After 31 novels with the same hero, Donna Leon knows all about keeping a protagonist alive. Her vast body of work always shows a dual kind of care in its depictions of modern-day Venice and her detective Guido Brunetti. He is the consummately thoughtful rather than macho policeman, though his work reveals the seedy underbelly of life in that most idealised of cities.

In this latest addition, Give Unto Others (Ebury, £20), he is approached by Elisabetta Foscarini, who had been a childhood neighbour in the apartment block where Brunetti grew up. As the daughter of a wealthy businessman, she was always a cut above the working class Brunetti, whose father was the building’s handyman, but now she comes to him as a supplicant. She is concerned about her daughter – who has been warned by her husband that they face some unspecified danger. No crime seems to have been committed, so Brunetti agrees to help only on an informal, unofficial basis. This hampers his investigation even more than the usual Italian bureaucracy’s impediments, but gradually he disinters some powerful family secrets, made especially resonant for him because of his past acquaintance with Elisabetta’s clan.

As ever in Leon’s novels, Venice remains the world’s largest small town, its geography invoked in roaming, specific detail. There are characteristically stylish touches: interviewing a retired vice admiral suffering from dementia, Brunetti sees that it’s futile asking him questions – ‘the sailor had abandoned ship’. But there is also a laboured quality to many of the descriptions, especially when they don’t play any enlivening role in a book that hungers for a quicker pace. Enough of the established formula is here to satisfy Leon’s fans, but those new to Commissario Brunetti should start with the earlier books in the series.

Another thriller veteran, Joseph Kanon has made the world of Cold War spying his forte. His latest novel, The Berlin Exchange (Simon & Schuster, £16.99) is set in East Berlin in 1963, later than Kanon’s usual favoured years just after the war. Martin Keller is an American physicist who has been convicted of passing on secrets about the nuclear bomb to the Russians. After serving eight years in prison, he is released to East Germany as the book begins, in an exchange of spies facilitated by the same man who has taken his place as husband to his ex-wife Sabine – and as father to Keller’s son Peter, who has become nationally famous for his role in a children’s television drama. The reunion with his ex-wife revives Keller’s former feelings for her, and when Sabine is diagnosed with terminal cancer, he determines to escape with her and their son in order to find better medical treatment in the West.

Kanon is a writer of marvellous clearness, whose dialogue simultaneously builds his characters and advances the plot. The Berlin Exchange is particularly good in portraying life in East Berlin soon after the erection of the Wall. Keller is an appealing protagonist, who proves to be a not very committed communist and soon grows discontented with the Stasi-controlled regime.
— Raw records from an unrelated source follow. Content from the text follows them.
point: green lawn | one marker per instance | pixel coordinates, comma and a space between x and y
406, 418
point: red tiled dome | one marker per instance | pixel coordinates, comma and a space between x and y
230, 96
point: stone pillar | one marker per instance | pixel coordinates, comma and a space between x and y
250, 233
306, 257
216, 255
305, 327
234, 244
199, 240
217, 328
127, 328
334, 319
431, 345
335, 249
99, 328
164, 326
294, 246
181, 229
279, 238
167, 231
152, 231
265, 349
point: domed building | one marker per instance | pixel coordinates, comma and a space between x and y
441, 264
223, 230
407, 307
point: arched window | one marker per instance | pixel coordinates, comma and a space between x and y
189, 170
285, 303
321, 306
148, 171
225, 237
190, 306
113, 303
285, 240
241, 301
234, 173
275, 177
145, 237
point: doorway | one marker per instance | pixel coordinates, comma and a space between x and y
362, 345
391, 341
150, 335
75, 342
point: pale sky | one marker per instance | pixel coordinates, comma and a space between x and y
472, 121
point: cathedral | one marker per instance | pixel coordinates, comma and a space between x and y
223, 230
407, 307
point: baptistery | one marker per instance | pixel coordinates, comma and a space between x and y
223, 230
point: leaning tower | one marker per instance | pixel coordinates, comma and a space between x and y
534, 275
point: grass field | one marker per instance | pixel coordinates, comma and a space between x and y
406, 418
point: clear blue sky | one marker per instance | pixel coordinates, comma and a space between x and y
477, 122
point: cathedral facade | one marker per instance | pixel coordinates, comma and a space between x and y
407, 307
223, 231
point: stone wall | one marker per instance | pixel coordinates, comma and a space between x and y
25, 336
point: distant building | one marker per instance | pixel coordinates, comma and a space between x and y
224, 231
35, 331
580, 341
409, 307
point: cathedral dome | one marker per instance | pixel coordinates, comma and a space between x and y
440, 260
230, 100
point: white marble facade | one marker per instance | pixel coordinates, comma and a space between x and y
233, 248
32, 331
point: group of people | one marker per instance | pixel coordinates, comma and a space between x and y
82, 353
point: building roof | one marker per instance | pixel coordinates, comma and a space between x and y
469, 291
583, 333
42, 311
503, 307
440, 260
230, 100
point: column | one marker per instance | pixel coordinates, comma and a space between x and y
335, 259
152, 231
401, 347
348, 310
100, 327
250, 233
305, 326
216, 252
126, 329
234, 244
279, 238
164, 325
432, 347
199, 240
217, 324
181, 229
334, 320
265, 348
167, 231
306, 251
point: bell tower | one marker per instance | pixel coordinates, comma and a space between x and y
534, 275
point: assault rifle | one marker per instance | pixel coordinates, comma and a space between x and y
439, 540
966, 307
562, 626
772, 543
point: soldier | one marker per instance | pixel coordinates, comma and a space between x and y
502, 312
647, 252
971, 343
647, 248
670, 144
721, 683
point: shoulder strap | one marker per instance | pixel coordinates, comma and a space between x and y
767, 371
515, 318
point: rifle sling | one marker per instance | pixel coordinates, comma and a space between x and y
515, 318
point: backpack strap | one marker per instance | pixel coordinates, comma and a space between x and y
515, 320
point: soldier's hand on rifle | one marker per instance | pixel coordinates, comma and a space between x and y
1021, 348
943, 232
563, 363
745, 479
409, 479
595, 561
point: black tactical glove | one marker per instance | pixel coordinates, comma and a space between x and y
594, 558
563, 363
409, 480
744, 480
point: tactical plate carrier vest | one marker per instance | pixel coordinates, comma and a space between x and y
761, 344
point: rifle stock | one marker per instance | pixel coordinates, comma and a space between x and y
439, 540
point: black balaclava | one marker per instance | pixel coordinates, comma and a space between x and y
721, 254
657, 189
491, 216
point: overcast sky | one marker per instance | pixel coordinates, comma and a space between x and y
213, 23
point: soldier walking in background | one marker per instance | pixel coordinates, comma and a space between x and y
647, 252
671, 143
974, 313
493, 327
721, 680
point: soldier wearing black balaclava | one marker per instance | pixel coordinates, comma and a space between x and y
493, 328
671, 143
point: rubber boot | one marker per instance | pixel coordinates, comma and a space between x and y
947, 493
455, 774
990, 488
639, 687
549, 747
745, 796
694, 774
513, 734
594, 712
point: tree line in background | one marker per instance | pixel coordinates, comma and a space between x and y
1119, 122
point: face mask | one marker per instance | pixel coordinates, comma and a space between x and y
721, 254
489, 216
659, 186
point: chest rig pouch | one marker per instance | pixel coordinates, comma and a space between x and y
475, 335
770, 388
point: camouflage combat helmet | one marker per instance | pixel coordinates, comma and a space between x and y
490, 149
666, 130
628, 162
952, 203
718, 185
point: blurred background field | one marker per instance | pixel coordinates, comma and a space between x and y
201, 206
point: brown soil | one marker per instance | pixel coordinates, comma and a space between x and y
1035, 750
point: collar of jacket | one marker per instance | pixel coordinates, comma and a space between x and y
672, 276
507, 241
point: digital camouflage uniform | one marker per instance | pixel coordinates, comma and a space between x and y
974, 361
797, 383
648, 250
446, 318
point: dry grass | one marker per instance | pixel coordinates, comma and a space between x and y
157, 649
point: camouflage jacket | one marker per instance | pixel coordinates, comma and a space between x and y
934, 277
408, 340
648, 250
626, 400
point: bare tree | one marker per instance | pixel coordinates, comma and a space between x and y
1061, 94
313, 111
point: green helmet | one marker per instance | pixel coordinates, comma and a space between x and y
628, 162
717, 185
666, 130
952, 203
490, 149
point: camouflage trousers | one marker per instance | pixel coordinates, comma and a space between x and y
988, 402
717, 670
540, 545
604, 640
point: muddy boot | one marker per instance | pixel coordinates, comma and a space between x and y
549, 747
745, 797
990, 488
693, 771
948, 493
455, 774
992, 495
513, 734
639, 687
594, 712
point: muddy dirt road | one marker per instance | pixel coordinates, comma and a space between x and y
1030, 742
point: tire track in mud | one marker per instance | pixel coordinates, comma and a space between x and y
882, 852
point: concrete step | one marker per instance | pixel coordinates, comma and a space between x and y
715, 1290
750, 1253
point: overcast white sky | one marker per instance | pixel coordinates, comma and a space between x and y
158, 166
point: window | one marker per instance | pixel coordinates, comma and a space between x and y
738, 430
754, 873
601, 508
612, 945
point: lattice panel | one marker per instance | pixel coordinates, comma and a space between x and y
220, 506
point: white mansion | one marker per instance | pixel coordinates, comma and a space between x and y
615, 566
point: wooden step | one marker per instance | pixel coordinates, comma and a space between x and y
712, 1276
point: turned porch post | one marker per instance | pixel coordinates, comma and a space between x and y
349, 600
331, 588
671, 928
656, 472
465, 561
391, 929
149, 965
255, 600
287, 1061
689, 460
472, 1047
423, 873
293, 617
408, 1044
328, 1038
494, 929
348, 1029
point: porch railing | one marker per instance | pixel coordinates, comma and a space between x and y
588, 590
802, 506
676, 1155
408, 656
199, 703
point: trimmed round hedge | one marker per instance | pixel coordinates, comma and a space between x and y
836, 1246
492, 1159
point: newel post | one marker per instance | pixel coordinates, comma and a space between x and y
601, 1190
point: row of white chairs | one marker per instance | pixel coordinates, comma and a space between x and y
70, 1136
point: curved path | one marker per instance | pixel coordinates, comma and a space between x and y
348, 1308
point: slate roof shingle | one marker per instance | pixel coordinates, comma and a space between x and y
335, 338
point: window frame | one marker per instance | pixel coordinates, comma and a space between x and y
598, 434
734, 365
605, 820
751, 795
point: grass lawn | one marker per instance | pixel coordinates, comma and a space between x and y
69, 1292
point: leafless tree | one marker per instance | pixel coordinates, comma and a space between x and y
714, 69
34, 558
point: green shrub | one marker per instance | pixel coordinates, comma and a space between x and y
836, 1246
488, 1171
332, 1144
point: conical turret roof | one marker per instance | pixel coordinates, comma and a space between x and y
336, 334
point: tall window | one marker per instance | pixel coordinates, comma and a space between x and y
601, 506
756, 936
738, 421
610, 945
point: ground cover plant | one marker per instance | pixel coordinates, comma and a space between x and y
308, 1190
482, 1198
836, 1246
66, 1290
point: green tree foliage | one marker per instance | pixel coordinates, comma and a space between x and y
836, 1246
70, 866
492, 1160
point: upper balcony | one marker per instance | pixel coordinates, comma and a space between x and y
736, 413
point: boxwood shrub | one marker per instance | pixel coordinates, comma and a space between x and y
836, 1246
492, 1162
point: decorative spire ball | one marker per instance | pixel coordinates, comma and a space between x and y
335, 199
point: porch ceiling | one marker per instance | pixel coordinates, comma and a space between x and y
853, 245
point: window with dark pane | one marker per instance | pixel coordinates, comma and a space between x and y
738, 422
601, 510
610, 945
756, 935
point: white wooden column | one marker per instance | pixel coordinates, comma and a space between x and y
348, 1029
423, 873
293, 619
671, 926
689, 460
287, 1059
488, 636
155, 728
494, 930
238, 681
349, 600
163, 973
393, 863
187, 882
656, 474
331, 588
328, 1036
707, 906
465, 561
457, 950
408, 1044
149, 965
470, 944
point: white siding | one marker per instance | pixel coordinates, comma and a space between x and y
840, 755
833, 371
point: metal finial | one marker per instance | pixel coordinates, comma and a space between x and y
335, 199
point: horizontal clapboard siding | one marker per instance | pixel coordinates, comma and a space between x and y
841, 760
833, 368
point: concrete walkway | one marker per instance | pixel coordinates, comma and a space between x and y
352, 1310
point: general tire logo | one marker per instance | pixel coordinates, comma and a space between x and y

The escape plan for the family is cleverly conceived, and the tension of their flight nicely stoked, though the final twist is fairly unsurprising (when a character says they’re going to the loo twice in one scene you know something’s up).

A bleak ending to the book has echoes of The Third Man and The Spy Who Came in from the Cold, but despite efforts to promote Kanon as this generation’s Graham Greene or John Le Carré, he is not really in their league. In his not-so-infinite variety, however, he is an excellent and entertaining storyteller. Surely that is good enough.